The multifaceted determinants of smoking in relation to the reasons for starting and continuing to smoke cigarettes and e-cigarettes should be kept in mind when developing educational programmes or information strategies on smoking. The data obtained in this study indicate the need for actions targeting social groups where smoking prevalence is higher.
The role of parents, demonstrated in this work, should be used as part of efforts to raise awareness of how their adverse behaviours can shape the competences and model health behaviours of children, projecting current and future health.
Conflict of interest/Konflikt interesów
None declared./Nie występuje.
Financial support/Finansowanie
None declared./Nie zadeklarowano.
Ethics/Etyka
The Bioethics Committee at the Institute of Mother and Child gave consent to conduct the research discussed, document No. 17/2017 with an annex of March 30, 2017.
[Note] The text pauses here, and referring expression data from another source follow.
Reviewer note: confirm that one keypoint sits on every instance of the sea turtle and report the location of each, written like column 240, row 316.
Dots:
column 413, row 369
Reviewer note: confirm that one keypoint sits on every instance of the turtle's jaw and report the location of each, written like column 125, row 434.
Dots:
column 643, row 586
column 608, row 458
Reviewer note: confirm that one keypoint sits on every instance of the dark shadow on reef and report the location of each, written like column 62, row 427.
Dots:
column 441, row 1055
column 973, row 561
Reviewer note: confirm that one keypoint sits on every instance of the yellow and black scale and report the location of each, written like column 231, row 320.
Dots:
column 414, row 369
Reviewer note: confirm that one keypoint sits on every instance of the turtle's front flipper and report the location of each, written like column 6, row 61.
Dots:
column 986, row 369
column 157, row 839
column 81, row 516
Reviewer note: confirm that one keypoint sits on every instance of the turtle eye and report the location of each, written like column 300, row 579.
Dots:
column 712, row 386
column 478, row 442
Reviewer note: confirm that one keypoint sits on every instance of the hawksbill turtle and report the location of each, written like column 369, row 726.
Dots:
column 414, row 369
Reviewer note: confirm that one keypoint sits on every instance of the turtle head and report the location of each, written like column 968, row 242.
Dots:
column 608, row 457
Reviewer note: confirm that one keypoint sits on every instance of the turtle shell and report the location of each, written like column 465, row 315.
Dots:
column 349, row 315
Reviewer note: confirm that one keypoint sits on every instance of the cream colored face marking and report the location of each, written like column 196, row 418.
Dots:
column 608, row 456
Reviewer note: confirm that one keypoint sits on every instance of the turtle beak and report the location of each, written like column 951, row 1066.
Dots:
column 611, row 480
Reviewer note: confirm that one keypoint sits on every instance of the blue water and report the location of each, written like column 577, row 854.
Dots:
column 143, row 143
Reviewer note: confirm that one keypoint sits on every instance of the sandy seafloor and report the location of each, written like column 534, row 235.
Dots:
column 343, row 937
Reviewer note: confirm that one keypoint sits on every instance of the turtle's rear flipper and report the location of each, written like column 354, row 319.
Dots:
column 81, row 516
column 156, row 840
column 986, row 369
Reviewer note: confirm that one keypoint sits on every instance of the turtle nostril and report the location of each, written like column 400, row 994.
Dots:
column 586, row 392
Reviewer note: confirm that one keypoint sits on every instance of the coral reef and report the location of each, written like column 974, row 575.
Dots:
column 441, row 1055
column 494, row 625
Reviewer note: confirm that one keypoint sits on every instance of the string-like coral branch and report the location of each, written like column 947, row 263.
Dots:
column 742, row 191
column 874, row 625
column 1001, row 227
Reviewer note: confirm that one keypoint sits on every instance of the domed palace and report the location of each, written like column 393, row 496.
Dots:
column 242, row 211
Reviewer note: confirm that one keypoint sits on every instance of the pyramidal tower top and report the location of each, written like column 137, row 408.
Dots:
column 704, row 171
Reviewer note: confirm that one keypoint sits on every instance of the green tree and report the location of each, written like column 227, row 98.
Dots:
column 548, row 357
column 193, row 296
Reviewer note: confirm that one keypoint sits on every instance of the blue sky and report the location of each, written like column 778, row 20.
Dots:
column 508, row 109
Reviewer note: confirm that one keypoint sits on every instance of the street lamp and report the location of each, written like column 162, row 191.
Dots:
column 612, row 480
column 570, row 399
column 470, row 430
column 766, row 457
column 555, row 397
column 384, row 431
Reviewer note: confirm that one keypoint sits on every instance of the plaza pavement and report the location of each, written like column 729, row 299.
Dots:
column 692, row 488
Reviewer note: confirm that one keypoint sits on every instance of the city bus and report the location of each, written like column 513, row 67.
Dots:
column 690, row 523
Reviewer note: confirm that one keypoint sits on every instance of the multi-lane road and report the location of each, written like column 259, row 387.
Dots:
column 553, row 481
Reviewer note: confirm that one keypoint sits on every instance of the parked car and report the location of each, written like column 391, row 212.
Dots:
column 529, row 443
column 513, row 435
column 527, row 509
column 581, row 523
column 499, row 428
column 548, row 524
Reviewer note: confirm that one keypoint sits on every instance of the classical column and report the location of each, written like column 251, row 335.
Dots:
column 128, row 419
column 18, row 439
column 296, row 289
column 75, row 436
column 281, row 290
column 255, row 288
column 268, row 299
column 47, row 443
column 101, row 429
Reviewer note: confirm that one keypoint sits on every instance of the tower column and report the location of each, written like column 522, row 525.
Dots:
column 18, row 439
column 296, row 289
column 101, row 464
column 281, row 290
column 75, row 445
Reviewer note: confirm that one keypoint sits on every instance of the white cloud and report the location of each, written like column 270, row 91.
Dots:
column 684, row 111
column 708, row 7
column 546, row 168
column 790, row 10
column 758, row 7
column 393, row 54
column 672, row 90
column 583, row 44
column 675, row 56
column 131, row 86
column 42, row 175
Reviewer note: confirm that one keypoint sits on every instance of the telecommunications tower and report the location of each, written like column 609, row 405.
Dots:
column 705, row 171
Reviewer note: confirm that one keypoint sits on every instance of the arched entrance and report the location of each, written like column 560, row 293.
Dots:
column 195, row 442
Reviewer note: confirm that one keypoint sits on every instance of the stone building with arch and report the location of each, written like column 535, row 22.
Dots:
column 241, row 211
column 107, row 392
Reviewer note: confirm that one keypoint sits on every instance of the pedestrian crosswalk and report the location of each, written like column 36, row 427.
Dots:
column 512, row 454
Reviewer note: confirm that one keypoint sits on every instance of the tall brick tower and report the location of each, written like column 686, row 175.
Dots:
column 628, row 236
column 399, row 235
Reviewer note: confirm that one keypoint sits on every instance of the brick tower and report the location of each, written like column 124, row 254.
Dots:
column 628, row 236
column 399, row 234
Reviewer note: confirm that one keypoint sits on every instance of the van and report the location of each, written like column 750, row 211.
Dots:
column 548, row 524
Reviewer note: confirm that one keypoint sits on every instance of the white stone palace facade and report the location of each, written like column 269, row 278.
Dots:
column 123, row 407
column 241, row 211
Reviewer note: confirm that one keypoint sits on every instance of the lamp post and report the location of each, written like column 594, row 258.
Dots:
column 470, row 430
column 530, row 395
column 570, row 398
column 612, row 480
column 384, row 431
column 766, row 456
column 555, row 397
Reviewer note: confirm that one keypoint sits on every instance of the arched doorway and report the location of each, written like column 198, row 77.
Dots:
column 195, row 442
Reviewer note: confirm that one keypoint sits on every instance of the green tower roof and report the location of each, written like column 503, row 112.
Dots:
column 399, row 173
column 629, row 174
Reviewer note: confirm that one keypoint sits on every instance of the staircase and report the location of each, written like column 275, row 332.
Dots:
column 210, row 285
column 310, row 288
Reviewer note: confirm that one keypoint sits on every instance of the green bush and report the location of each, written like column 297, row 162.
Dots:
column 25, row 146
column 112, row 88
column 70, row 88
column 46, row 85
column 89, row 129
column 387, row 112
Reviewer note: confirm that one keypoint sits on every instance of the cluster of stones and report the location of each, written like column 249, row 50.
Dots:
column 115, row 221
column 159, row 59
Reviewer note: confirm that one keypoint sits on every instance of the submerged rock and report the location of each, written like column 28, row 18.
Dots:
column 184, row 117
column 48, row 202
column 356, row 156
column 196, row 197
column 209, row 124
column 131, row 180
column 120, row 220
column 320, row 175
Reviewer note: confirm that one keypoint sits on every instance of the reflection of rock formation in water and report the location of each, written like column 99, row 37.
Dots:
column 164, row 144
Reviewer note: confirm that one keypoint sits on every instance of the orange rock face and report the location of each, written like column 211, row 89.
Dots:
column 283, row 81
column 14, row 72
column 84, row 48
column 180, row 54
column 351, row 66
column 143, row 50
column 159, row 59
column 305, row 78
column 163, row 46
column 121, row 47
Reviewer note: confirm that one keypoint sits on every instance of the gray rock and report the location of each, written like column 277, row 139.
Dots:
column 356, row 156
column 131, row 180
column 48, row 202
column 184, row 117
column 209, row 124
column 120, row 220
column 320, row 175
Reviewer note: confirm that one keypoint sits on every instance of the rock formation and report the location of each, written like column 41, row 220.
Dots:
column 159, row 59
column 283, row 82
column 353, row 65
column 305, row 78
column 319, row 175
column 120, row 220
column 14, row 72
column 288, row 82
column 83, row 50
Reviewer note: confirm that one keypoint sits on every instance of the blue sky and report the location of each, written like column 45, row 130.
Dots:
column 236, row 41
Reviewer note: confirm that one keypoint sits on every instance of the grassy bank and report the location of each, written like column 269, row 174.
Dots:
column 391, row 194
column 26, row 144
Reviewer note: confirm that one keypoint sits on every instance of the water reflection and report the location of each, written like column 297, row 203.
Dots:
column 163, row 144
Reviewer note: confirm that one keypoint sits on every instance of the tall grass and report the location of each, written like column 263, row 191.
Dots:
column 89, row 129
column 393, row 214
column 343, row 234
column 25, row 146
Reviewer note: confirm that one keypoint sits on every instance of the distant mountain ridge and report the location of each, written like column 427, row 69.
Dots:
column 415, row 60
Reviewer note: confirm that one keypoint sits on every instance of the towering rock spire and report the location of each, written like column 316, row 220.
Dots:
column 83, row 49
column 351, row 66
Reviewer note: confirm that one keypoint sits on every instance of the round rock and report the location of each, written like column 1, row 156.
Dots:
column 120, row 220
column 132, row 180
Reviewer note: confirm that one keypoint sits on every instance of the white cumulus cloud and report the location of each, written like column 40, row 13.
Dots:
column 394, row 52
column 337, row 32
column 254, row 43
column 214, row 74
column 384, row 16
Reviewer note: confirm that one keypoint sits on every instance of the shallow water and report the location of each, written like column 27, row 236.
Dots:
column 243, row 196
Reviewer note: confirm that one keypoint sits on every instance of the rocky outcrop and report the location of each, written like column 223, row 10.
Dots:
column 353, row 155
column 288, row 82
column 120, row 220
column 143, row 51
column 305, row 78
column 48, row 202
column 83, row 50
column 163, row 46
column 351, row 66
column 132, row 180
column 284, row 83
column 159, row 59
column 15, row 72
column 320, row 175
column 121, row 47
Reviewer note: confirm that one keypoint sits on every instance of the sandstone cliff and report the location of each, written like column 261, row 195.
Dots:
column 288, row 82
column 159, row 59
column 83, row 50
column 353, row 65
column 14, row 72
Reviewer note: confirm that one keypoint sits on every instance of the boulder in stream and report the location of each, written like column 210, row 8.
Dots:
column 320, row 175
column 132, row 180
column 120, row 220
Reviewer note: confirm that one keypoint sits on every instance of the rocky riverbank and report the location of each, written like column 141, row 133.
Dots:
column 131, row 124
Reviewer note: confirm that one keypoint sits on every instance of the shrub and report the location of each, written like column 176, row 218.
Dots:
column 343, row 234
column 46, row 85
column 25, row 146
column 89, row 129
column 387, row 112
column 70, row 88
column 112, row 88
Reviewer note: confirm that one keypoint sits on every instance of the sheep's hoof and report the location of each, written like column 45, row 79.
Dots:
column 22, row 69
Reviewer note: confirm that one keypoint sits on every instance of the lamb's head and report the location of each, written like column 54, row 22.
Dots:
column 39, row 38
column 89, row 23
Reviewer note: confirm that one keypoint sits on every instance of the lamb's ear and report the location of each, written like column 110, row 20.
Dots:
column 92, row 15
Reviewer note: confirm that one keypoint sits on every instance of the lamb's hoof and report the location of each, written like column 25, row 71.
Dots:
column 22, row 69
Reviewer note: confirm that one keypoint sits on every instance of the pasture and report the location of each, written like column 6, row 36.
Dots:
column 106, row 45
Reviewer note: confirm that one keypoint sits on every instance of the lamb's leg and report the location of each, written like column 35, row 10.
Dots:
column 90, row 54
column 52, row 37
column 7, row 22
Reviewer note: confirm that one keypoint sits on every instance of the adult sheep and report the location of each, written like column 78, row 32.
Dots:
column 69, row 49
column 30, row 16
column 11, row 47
Na przeprowadzenie badania zgodę wyraziła Komisja Bioetyczna przy Instytucie Matki i Dziecka, dok. nr 17/2017 z aneksem z 30.03.2017.

The work described in this article has been carried out in accordance with the Code of Ethics of the World Medical Association (Declaration of Helsinki) on medical research involving human subjects, Uniform Requirements for manuscripts submitted to biomedical journals and the ethical principles defined in the Farmington Consensus of 1997.
Treści przedstawione w pracy są zgodne z zasadami Deklaracji Helsińskiej odnoszącymi się do badań z udziałem ludzi, ujednoliconymi wymaganiami dla czasopism biomedycznych oraz z zasadami etycznymi określonymi w Porozumieniu z Farmington w 1997 roku.